[Moral Science; A Compendium of Ethics by Alexander Bain]@TWC D-Link bookMoral Science; A Compendium of Ethics CHAPTER III 9/25
In the second place, this high generality must be accompanied with detailed applications to particular cases and circumstances.
Life is full of conflicting demands, and there must be special rules to adjust these various demands.
We have to be told that country is greater than family; that temporary interests are to succumb to more enduring, and so on. Supposing the Love of our Neighbour to unfold in detail, as it expresses in sum, the whole of morality, this is only another name for our Sympathetic, Benevolent, or Disinterested regards, into which therefore Conscience would be resolved, as it was by Hume. But Morals is properly considered as a wide-ranging science, having a variety of heads full of difficulty, and demanding minute consideration.

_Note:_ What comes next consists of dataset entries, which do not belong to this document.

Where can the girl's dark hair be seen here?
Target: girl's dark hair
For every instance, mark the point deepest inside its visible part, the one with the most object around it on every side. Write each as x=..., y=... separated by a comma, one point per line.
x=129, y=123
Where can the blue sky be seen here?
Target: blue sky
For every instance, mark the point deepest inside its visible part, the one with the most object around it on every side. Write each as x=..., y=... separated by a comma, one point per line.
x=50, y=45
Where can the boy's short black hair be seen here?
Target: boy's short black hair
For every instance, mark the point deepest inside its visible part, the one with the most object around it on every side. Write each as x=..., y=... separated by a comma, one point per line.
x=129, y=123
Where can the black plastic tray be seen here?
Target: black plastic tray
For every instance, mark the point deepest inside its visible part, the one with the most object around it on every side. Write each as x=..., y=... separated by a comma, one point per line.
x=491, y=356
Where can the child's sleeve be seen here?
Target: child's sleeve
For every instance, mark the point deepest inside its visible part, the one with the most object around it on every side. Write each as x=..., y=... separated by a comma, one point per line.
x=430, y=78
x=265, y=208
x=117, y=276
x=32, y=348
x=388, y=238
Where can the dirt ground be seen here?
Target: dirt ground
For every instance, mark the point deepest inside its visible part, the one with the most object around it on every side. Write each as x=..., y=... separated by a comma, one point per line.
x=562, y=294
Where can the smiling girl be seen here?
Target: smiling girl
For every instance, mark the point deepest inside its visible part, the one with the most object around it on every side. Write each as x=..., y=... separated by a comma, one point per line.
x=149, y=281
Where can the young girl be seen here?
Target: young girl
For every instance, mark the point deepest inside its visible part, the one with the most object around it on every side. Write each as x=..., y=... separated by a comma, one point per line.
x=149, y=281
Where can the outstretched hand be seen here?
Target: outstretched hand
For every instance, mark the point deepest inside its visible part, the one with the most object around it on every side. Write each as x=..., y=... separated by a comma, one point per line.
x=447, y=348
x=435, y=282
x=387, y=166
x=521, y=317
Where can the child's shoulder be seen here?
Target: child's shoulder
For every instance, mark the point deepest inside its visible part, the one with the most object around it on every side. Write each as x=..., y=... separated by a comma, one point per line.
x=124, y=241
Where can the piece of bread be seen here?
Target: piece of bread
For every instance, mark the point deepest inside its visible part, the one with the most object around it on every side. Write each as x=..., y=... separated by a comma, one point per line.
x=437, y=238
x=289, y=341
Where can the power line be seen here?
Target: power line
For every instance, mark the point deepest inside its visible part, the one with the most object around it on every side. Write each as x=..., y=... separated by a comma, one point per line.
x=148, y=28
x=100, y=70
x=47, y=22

The subject of Justice, has nothing simple but the abstract statement--giving each one their due; before that can be applied, we must ascertain what is each person's due, which introduces complex questions of relative merit, far transcending the sphere of intuition. If any part of Morals had the simplicity of an instinct, it would be regard to Truth.
The difference between truth and falsehood might almost be regarded as a primitive susceptibility, like the difference between light and dark, between resistance and non-resistance.